In Stephens v. Isabella Geriatric Ctr., Inc., 2019 NY Slip Op 08795 (App. Div. 1st Dept. Dec. 10, 2019), the court unanimously affirmed the dismissal, by summary judgment, of plaintiff’s retaliation claims under the New York State and City Human Rights Laws.
In this case, plaintiff alleged that he was terminated from his employment at defendant as a certified nursing assistant shortly after he stated, during a performance evaluation meeting, that the director of nursing was “very biased” and that he intended to take a copy of his evaluation “to Human Rights.”

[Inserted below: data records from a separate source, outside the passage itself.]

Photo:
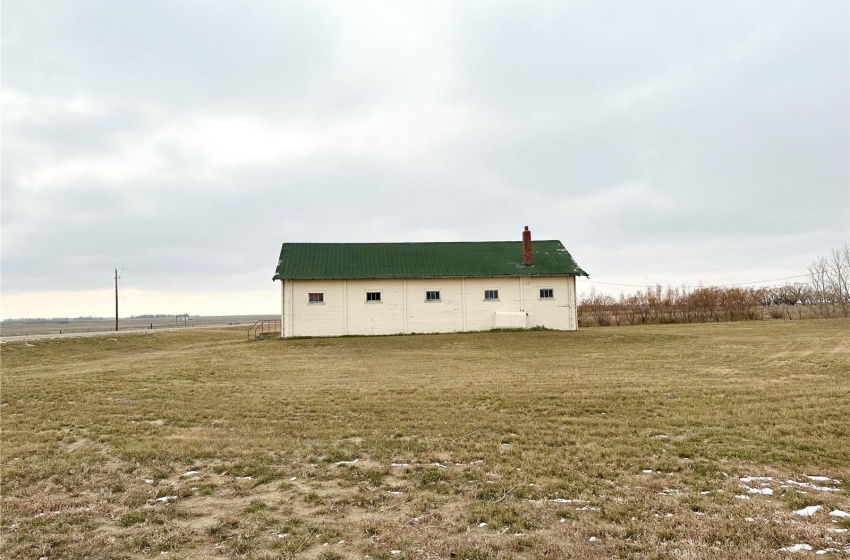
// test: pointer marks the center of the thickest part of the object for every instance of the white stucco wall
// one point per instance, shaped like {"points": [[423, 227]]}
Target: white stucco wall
{"points": [[403, 307]]}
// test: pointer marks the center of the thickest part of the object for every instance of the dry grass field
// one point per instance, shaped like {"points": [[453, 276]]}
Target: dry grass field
{"points": [[677, 441]]}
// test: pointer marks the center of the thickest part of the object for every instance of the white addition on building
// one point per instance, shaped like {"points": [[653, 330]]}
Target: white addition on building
{"points": [[336, 289]]}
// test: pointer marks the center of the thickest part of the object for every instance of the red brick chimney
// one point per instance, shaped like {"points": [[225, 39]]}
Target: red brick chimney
{"points": [[526, 247]]}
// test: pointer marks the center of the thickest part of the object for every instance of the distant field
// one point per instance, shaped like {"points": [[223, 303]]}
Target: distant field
{"points": [[77, 326], [676, 441]]}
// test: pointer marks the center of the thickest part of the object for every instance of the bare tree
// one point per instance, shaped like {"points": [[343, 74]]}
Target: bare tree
{"points": [[830, 278]]}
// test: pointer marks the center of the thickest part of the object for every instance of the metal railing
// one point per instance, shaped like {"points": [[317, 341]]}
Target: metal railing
{"points": [[264, 327]]}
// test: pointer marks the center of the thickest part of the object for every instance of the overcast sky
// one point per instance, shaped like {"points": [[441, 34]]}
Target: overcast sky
{"points": [[182, 142]]}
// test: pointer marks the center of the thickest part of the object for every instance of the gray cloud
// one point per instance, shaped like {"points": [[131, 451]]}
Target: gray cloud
{"points": [[654, 138]]}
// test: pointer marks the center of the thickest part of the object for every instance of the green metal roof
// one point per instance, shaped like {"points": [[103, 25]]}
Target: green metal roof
{"points": [[325, 261]]}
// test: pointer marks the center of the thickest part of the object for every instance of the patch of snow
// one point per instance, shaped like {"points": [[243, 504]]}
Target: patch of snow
{"points": [[748, 479], [808, 511], [796, 547]]}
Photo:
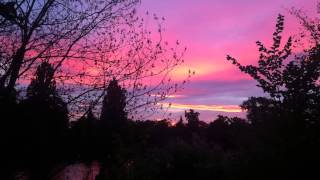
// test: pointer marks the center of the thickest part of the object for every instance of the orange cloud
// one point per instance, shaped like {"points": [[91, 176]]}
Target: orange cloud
{"points": [[217, 108]]}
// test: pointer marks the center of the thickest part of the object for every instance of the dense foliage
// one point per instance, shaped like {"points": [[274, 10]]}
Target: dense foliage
{"points": [[280, 139]]}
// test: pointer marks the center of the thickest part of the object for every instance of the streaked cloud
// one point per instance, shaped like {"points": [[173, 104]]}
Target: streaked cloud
{"points": [[216, 108]]}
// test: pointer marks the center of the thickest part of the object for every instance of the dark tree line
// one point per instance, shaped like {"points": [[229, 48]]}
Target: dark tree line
{"points": [[279, 139]]}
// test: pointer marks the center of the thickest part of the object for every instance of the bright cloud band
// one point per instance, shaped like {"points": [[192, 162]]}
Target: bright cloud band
{"points": [[217, 108]]}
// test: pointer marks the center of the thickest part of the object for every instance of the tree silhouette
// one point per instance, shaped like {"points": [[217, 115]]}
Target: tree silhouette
{"points": [[114, 104], [106, 36], [193, 119], [45, 102], [292, 86]]}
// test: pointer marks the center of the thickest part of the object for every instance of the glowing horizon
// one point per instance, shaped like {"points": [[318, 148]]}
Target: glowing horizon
{"points": [[211, 29]]}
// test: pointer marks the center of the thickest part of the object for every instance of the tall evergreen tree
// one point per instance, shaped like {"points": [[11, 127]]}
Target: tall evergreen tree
{"points": [[45, 102], [114, 104], [193, 119]]}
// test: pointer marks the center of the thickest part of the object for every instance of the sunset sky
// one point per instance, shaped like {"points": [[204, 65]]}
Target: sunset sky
{"points": [[211, 29]]}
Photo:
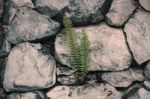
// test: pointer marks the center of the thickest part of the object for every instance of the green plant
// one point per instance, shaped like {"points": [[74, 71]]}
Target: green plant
{"points": [[79, 51]]}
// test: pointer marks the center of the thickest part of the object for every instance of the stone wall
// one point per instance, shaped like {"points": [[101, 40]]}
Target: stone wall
{"points": [[35, 59]]}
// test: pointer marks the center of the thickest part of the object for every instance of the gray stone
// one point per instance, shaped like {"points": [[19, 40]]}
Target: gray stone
{"points": [[120, 11], [123, 78], [109, 51], [66, 76], [138, 36], [29, 67], [95, 91], [28, 95], [147, 70], [1, 7], [67, 80], [11, 7], [86, 11], [5, 48], [50, 7], [140, 94], [131, 91], [145, 4], [29, 25]]}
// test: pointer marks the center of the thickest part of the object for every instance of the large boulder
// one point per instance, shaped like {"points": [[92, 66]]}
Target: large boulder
{"points": [[109, 51], [95, 91], [50, 7], [87, 11], [5, 48], [123, 78], [145, 4], [29, 25], [29, 67], [138, 36], [11, 7], [27, 95], [120, 11]]}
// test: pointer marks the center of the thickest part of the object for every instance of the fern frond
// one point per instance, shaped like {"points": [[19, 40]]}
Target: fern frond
{"points": [[79, 53], [84, 54], [72, 41]]}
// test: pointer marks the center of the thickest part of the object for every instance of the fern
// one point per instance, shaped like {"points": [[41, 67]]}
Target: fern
{"points": [[79, 52]]}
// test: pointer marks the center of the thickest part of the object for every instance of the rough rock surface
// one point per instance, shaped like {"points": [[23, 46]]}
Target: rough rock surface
{"points": [[29, 67], [50, 7], [140, 94], [29, 25], [123, 78], [11, 7], [28, 95], [147, 70], [86, 11], [145, 4], [66, 75], [138, 36], [1, 7], [109, 51], [102, 91], [120, 11], [5, 48]]}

The court noted that – assuming that plaintiff made out a prima facie case of retaliation – defendants met their burden of proffering legitimate, non-discriminatory reasons for plaintiff’s termination. Specifically:
Defendants submitted numerous written statements and letters from plaintiff’s coworkers to Isabella, spanning more than 10 years, complaining of plaintiff’s insubordinate and aggressive behavior in the workplace, which made them feel threatened. He had previously been suspended for such conduct in 2005, and a nursing supervisor also testified that she had to move several staff members to other units, upon their request, as they did not want to work with plaintiff.
It held that plaintiff, in response, failed to show that defendants’ proffered reasons for suspending and terminating plaintiff were “mere pretexts”, and that plaintiff “did not attempt to refute any of the evidence defendants submitted, which showed that before he was terminated he had engaged in years of inappropriate behavior in violation of the Employee Handbook.”